Basic block structure

// CPython: Python/compile.c:188 basicblock
typedef struct basicblock_ {
struct basicblock_ *b_list; /* linked list of all blocks */
struct basicblock_ *b_next; /* fall-through successor */
struct cfg_instr *b_instr; /* instruction array */
int b_iused; /* instructions used */
int b_ialloc; /* instructions allocated */
int b_label; /* target label (if any) */
int b_offset; /* bytecode offset (assigned in pass 1) */
unsigned b_startdepth; /* stack depth at block entry */
unsigned b_reachable; /* 1 if reachable from the entry block */
} basicblock;

Jump offset resolution

// CPython: Python/compile.c:480 assemble_jump_offsets
static int
assemble_jump_offsets(struct assembler *a, struct compiler *c)
{
/* Assign a byte offset to each basic block.
Iterate until stable (jumps may expand due to wide encoding). */
int again = 1;
while (again) {
again = 0;
int offset = 0;
for each block b:
b->b_offset = offset;
for each instr in b:
offset += instr_size(instr);
/* Recheck: a jump whose target moved now needs a wider encoding */
for each block b:
for each jump instr in b:
if target_offset(instr) != old_target(instr):
again = 1;
}
}

CPython uses EXTENDED_ARG prefixes to encode jump targets larger than 255. The iterative approach handles rare cases where expanding one jump causes another to cross the 255 threshold.

Exception table encoding

// CPython: Python/compile.c:940 build_exception_table
static int
build_exception_table(struct assembler *a, struct compiler *c)
{
/* For each (start, end, handler, stack_depth, lasti) interval: */
for each except_block:
write_varint(start_offset);
write_varint(size); /* end - start */
write_varint(handler_offset);
write_varint(stack_depth);
write_bool(lasti); /* should push lasti onto stack? */
}

The exception table replaces the old SETUP_FINALLY/POP_BLOCK opcode pairs (removed in 3.11). When an exception is raised, the interpreter does a binary search over co_exceptiontable to find the handler.

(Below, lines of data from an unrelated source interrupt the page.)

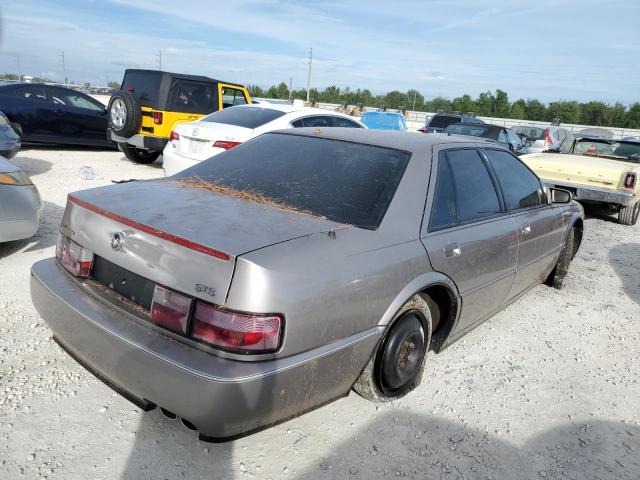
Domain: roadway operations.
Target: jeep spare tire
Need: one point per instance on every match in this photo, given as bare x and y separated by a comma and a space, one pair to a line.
125, 115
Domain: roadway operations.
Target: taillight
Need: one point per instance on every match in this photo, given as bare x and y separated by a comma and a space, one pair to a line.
629, 181
225, 144
236, 331
170, 309
76, 259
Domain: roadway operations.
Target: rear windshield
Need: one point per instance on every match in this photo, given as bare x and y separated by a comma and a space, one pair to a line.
248, 117
473, 130
532, 133
442, 121
344, 182
144, 86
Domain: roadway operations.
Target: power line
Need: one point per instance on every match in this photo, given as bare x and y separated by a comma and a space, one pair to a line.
309, 75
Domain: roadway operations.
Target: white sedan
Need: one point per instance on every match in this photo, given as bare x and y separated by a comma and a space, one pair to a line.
190, 143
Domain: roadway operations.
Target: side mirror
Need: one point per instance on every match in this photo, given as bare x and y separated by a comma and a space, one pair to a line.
559, 195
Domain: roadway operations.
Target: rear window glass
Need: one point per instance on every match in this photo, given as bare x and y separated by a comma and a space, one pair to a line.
191, 97
345, 182
247, 117
475, 130
442, 121
144, 86
532, 133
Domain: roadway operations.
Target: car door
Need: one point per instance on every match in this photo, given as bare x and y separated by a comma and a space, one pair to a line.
31, 110
468, 234
539, 225
79, 119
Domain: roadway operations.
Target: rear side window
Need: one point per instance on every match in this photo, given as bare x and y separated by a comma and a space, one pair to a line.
477, 197
520, 187
345, 182
345, 123
445, 210
144, 86
319, 121
232, 96
247, 117
191, 97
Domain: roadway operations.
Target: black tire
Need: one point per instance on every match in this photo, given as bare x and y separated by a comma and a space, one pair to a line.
124, 114
397, 365
629, 215
138, 155
559, 272
17, 128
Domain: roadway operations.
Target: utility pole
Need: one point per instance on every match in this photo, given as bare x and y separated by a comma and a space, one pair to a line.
64, 67
309, 76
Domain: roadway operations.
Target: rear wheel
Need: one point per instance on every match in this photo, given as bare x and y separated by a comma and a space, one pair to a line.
16, 128
125, 116
139, 155
629, 215
559, 273
397, 365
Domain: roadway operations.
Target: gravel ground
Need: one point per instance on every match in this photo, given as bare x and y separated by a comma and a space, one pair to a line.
548, 388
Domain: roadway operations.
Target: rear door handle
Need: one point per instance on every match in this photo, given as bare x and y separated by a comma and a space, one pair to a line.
452, 250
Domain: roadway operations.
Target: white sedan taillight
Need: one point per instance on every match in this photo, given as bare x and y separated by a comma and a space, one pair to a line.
76, 259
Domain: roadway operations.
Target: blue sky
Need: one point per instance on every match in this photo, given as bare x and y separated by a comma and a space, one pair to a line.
550, 50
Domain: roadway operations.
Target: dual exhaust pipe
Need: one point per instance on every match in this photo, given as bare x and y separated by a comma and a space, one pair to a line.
172, 416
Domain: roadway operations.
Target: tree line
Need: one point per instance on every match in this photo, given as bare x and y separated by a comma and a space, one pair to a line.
487, 104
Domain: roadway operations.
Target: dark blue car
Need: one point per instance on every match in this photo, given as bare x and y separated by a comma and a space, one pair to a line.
50, 114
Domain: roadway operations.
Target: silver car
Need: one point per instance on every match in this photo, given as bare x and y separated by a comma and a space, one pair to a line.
20, 204
279, 275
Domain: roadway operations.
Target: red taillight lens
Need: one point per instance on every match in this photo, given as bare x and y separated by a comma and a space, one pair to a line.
236, 331
630, 181
75, 259
170, 309
225, 144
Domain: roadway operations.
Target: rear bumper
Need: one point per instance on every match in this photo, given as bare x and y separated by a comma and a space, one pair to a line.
174, 163
223, 398
593, 194
21, 212
144, 142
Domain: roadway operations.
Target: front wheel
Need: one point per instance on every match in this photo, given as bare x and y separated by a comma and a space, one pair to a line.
629, 215
560, 271
397, 365
139, 155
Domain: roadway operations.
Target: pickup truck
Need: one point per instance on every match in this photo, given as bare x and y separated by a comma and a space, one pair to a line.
595, 170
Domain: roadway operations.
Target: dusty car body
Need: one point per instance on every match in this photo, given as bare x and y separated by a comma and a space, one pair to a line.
597, 171
357, 276
20, 204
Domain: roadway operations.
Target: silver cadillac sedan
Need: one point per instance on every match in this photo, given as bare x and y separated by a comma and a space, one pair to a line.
284, 273
20, 203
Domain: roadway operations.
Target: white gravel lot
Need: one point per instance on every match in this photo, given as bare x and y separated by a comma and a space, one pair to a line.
549, 388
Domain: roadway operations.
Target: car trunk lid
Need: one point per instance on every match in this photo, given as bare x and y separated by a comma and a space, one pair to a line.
197, 139
181, 237
579, 169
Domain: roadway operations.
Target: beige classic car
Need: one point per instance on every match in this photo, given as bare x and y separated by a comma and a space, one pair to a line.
596, 170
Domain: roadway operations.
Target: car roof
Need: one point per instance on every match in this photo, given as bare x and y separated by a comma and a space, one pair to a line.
406, 141
286, 108
183, 76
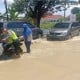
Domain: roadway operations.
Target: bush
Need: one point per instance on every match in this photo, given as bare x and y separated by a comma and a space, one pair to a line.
47, 25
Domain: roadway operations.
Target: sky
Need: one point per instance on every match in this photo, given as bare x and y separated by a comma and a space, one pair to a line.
2, 7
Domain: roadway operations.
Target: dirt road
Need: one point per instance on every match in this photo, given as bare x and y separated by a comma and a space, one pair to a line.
49, 60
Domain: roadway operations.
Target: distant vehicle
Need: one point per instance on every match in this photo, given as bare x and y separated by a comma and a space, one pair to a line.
64, 31
18, 28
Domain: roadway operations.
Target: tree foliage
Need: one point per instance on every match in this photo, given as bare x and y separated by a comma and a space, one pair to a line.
37, 8
12, 13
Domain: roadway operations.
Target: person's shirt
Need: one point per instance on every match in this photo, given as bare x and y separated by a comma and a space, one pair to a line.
11, 36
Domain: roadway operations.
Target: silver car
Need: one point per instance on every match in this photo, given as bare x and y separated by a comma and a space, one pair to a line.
64, 31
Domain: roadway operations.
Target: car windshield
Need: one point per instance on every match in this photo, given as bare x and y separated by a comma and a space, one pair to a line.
61, 25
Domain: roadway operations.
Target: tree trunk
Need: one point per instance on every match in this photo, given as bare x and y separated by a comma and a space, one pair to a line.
38, 21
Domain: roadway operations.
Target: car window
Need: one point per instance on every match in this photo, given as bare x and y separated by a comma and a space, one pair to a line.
62, 25
18, 24
75, 24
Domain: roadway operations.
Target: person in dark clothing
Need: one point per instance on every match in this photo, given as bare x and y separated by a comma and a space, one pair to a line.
27, 33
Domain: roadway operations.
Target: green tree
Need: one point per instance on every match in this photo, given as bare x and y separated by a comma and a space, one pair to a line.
37, 8
76, 10
12, 13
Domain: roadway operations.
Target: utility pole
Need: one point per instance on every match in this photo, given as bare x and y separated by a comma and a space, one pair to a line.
6, 7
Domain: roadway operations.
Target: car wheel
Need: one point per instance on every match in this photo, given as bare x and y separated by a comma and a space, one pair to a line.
68, 37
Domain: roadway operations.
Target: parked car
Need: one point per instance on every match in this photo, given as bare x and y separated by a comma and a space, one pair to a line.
64, 31
18, 28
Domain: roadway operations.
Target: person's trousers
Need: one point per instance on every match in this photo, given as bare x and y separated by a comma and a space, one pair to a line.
28, 44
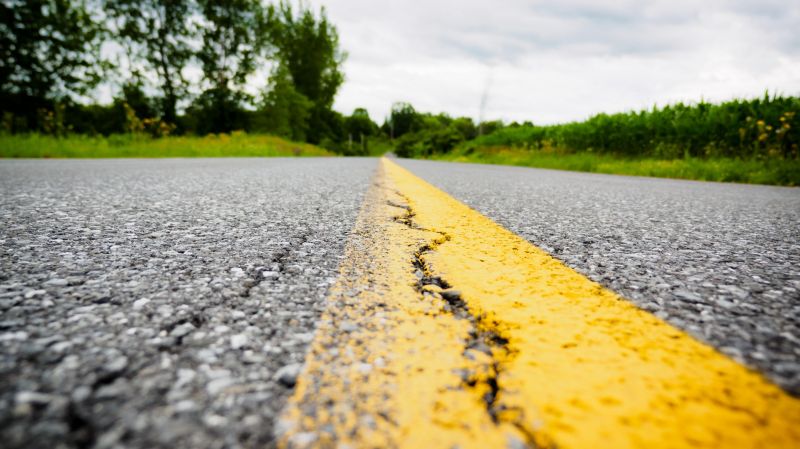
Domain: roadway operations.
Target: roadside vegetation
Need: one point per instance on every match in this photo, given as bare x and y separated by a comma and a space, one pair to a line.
750, 141
236, 144
51, 63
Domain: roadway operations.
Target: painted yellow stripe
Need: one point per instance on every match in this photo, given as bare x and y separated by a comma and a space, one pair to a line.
526, 353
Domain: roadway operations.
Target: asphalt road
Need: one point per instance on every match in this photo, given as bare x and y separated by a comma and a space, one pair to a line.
721, 261
168, 303
163, 303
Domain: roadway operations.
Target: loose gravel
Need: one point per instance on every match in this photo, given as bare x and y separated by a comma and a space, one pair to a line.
163, 303
721, 261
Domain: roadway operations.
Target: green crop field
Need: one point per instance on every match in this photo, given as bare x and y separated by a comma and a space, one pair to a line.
236, 144
749, 141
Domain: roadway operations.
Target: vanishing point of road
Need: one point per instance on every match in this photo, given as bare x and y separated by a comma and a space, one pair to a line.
224, 303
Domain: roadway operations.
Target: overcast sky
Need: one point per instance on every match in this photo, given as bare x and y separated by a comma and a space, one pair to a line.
557, 61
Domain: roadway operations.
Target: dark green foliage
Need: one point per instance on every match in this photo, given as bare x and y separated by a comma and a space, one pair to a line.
403, 119
308, 47
359, 128
158, 33
285, 111
49, 54
233, 38
762, 127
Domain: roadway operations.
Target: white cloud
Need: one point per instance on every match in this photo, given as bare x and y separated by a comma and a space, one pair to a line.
560, 61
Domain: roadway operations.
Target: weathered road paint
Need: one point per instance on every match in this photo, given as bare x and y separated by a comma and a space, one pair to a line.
447, 330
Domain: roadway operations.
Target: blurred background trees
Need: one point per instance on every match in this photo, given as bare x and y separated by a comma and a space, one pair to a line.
178, 66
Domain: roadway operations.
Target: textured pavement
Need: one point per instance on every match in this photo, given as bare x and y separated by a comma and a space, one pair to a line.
163, 303
169, 303
721, 261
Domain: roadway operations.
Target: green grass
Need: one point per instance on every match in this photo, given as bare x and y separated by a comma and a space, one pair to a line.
237, 144
753, 171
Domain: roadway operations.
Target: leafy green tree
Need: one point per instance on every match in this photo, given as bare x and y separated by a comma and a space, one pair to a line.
159, 32
308, 46
359, 128
403, 119
49, 53
234, 36
285, 111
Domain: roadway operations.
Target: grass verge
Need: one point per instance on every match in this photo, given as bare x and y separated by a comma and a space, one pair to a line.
237, 144
752, 171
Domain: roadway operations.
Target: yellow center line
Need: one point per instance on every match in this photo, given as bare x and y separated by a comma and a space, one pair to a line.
446, 330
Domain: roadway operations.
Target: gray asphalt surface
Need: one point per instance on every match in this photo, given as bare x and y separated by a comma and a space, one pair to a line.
163, 303
169, 303
721, 261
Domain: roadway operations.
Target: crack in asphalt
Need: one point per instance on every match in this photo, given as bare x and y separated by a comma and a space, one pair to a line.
481, 338
278, 261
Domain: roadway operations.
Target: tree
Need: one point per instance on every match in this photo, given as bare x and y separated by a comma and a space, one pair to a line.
49, 53
308, 46
160, 33
285, 111
234, 36
359, 128
403, 119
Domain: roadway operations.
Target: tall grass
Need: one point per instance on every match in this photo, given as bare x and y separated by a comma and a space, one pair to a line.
767, 127
723, 169
237, 144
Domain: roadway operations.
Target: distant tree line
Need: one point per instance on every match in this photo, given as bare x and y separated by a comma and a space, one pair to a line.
767, 127
53, 53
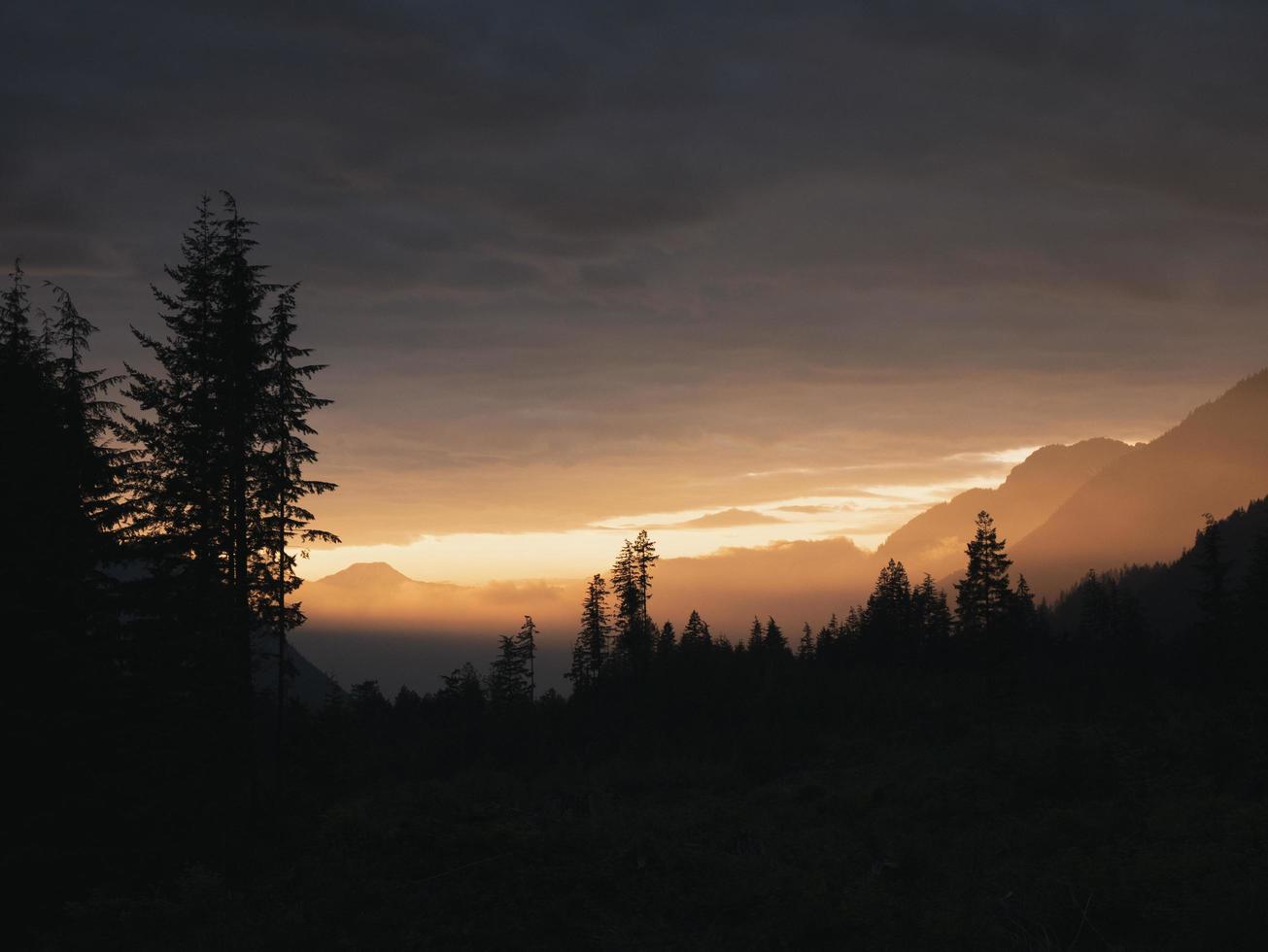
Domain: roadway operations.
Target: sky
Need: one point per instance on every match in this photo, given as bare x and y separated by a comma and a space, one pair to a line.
739, 271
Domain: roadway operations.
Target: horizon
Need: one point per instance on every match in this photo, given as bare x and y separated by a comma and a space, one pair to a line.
645, 264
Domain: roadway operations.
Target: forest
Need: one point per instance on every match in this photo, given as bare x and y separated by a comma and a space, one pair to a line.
936, 768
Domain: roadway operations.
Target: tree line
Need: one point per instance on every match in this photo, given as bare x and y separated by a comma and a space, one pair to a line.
154, 537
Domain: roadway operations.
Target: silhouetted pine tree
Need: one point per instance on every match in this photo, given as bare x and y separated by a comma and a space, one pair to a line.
1213, 595
888, 629
755, 635
668, 640
772, 639
16, 333
508, 674
527, 644
931, 616
632, 583
281, 486
209, 423
590, 651
805, 647
983, 595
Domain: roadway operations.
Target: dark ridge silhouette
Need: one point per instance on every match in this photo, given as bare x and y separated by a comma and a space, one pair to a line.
1147, 505
934, 540
922, 771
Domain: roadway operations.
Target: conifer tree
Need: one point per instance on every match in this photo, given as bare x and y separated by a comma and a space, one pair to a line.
888, 629
668, 640
281, 485
527, 645
16, 335
772, 639
805, 647
590, 649
755, 635
931, 615
983, 597
695, 634
508, 674
632, 581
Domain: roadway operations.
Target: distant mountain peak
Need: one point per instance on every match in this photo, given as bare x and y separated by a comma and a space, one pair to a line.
366, 572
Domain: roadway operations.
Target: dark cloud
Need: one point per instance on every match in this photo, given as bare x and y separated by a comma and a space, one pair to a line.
580, 235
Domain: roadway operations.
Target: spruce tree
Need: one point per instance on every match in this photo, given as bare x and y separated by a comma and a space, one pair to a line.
805, 647
695, 634
983, 595
527, 647
590, 649
772, 639
755, 635
281, 485
508, 674
931, 616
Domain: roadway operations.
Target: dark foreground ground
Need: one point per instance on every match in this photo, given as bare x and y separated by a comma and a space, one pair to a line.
895, 810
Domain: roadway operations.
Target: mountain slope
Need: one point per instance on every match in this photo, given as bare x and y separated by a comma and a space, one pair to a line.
1164, 595
934, 541
1147, 505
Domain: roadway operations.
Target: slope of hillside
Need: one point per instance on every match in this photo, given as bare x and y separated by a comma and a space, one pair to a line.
1147, 505
1164, 595
934, 541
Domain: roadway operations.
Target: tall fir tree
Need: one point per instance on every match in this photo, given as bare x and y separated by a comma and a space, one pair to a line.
590, 651
282, 485
983, 595
695, 634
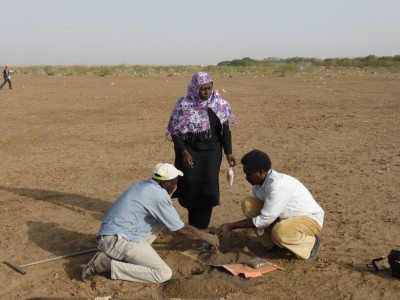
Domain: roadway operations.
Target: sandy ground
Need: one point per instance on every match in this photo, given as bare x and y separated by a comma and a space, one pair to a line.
70, 145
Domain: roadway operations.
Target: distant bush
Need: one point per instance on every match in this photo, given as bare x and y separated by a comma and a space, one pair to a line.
268, 66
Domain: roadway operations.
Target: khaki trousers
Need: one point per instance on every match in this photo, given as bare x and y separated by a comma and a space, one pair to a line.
295, 234
137, 262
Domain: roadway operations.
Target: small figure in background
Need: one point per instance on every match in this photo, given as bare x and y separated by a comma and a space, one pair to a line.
7, 78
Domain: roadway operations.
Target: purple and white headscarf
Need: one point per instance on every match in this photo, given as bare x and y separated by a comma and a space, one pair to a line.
189, 118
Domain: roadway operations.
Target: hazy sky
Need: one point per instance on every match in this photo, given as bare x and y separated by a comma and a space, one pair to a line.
186, 32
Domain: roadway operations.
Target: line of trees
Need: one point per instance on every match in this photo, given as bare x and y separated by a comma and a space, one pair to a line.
359, 62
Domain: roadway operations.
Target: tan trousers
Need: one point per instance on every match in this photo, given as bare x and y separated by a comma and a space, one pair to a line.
295, 234
137, 262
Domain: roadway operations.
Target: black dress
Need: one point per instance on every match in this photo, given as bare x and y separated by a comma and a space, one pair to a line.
199, 187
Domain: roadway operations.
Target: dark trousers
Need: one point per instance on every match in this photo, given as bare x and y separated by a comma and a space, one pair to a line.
5, 81
199, 217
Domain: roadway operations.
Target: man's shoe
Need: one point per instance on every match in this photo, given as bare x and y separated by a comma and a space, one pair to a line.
272, 249
315, 249
99, 263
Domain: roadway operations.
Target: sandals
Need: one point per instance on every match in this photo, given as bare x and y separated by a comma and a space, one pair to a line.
89, 270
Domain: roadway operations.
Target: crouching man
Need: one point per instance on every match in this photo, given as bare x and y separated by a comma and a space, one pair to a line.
132, 224
282, 210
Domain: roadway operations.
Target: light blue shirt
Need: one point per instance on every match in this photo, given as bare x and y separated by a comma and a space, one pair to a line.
138, 209
285, 197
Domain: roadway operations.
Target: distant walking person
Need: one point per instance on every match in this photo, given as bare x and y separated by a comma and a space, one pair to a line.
7, 78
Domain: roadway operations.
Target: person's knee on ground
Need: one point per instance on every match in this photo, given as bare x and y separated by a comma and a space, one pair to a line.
251, 207
162, 275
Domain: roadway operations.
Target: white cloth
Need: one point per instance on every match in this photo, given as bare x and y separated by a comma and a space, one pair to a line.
284, 197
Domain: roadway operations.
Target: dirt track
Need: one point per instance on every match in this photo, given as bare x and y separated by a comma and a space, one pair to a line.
70, 145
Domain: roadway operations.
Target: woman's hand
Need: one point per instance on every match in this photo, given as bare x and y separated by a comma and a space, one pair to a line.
187, 159
231, 160
223, 230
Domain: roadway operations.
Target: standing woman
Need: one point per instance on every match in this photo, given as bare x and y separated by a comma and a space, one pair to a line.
199, 128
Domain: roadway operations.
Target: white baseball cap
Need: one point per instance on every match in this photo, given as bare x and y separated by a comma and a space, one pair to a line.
165, 171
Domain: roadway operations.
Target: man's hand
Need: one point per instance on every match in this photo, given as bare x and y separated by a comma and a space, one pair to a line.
211, 239
224, 229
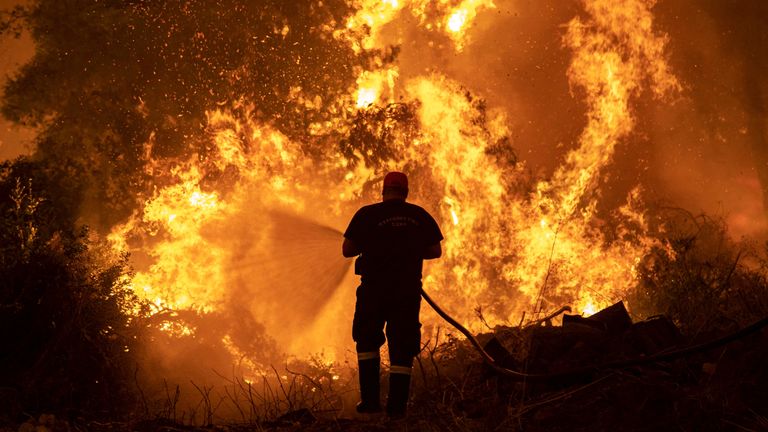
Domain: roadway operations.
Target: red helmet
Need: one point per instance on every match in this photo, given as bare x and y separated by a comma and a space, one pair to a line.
396, 179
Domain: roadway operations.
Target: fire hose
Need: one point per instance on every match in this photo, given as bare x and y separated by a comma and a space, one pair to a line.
616, 364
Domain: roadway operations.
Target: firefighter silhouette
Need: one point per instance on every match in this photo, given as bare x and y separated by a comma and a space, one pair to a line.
390, 239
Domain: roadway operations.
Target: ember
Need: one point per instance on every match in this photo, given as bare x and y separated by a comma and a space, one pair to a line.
221, 147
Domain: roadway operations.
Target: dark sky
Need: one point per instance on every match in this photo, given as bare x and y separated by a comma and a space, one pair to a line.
14, 140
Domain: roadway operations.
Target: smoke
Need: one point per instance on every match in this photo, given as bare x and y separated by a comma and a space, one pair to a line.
707, 151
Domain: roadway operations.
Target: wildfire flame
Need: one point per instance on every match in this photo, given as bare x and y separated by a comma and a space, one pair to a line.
509, 247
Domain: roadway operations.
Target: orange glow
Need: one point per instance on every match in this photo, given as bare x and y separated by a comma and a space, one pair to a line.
509, 248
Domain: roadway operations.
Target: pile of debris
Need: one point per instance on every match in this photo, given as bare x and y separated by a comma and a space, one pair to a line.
605, 372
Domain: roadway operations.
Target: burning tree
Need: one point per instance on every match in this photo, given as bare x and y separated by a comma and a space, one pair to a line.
224, 144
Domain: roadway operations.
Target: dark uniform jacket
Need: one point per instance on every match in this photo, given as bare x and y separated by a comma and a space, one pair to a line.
392, 237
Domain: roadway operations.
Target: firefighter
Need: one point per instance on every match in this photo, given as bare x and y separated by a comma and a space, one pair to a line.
390, 239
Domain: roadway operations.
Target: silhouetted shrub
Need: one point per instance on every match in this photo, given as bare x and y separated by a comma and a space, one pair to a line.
67, 339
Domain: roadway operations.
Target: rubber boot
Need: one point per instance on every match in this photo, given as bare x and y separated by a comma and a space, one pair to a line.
369, 386
399, 387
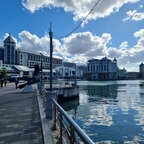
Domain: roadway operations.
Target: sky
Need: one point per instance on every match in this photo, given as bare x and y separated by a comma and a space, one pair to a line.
82, 29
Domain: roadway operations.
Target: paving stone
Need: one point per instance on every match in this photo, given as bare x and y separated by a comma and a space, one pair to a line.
20, 122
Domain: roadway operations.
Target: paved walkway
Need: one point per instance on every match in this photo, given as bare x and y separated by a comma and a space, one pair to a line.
20, 121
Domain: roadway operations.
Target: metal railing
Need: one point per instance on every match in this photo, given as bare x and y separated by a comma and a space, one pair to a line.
69, 131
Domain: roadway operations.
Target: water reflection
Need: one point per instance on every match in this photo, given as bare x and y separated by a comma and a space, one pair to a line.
71, 106
111, 112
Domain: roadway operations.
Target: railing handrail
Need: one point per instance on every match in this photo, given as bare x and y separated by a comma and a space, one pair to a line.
82, 135
78, 130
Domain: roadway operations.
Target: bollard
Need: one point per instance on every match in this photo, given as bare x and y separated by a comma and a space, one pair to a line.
48, 110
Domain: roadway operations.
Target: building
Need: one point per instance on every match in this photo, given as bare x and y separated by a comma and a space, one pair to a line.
103, 69
31, 58
69, 72
22, 61
9, 51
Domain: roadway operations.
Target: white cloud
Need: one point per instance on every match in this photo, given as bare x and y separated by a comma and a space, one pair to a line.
33, 42
134, 15
79, 8
80, 47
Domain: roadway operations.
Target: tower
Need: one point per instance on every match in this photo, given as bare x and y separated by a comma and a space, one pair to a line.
9, 50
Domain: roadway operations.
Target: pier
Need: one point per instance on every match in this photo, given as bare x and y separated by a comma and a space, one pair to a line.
24, 118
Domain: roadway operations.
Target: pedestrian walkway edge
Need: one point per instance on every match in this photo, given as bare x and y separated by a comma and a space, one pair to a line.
47, 133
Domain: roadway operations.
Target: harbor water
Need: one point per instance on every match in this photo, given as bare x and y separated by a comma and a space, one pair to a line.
110, 111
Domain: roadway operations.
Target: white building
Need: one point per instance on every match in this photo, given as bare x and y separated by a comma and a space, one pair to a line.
68, 72
31, 58
103, 69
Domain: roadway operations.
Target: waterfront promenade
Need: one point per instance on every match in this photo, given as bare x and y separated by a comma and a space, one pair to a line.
20, 120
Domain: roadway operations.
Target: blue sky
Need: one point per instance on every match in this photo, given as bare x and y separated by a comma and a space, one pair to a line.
112, 29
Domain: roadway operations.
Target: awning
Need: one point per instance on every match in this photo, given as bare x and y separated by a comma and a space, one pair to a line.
22, 68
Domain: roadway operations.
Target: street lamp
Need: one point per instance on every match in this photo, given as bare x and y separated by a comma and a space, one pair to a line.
41, 70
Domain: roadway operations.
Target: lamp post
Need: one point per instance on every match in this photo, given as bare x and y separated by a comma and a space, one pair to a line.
51, 51
41, 70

Peephole: LOAD_CONST + RETURN_VALUE

// CPython: Python/compile.c:1240 optimize_basic_block
/* Fold: LOAD_CONST x; RETURN_VALUE -> RETURN_CONST x */
if (instr->i_opcode == RETURN_VALUE &&
prev->i_opcode == LOAD_CONST) {
prev->i_opcode = NOP;
instr->i_opcode = RETURN_CONST;
instr->i_oparg = prev->i_oparg;
}

gopy notes

The Go compiler in compile/flowgraph.go and compile/flowgraph_jumps.go performs the same two-pass assembly. Jump offset resolution is in compile/flowgraph_jumps.go. The exception table is constructed in compile/flowgraph_except.go. The encoding format is identical to CPython 3.11+ so that .pyc files produced by gopy are compatible.